Тогда Остёр смеялся и Янкель смеялся. И остался в памяти народа как Янкель с ушками. А теперь он с горя напился и стучал во все двери с предложением всеобщего собрания в театре — бывшей синагоге. Никто не шел. Так он за рукава тянул. Люди вышли на улицу.
Янкель взял речь:
— Дорогие сограждане. Сейчас я вам скажу. Я есть Янкель Цегельник. Вы меня знаете, кто с рождения, кто впоследствии, по мере жизни, — сам еле на ногах своих хромых стоит. Но, правда, крепко стоит, потому что все-таки не падает. Только шатается. Примерно как молится по-еврейскому. — Прошу каждого из вас высказать ко мне недоумения. Я на них отвечу со всей строгостью военного времени. — Обсмотрел толпу, выбрал глазами Гилю Мельника. Говорит: — Ну, Гиля, друг ты мой партизанский, кровью скрепленный. С тебя начнем. Есть ко мне у тебя обида?
Гиля говорит:
— Какая на тебя обида, Янкель. Нету у меня ничего. Не позорься, иди в хату.
Янкель сам по кругу пошел, в людей пальцем тыкает и каждого спрашивает, какие к нему вопросы. Дети смеются, бабы прыскают.

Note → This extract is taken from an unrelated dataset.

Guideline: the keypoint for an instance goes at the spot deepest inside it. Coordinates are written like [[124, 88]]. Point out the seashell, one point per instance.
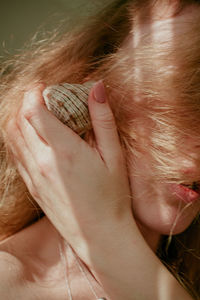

Вера Кузьмовна на правах бедовой говорит:
— Янкель, у меня к тебе претензия. Ты неженатый. Почему не женишься?
Хотела свести на хорошее.
А Янкель отвечает:
— Не женюсь. Правильно. Хотя могу по всем статьям. Если смотреть с одной видной стороны. Но я наказанный и заклятый, чтоб вы все знали. Моя Ида убитая лежит и меня ждет-не дождется, чтоб я рядом с ней лег. И детки мои ждут, чтоб я их по головкам погладил. А они ж в земле. А земля мешает по головкам гладить. Вы мне скажите лучше, кто пробовал в земле лежать? Ну, кто?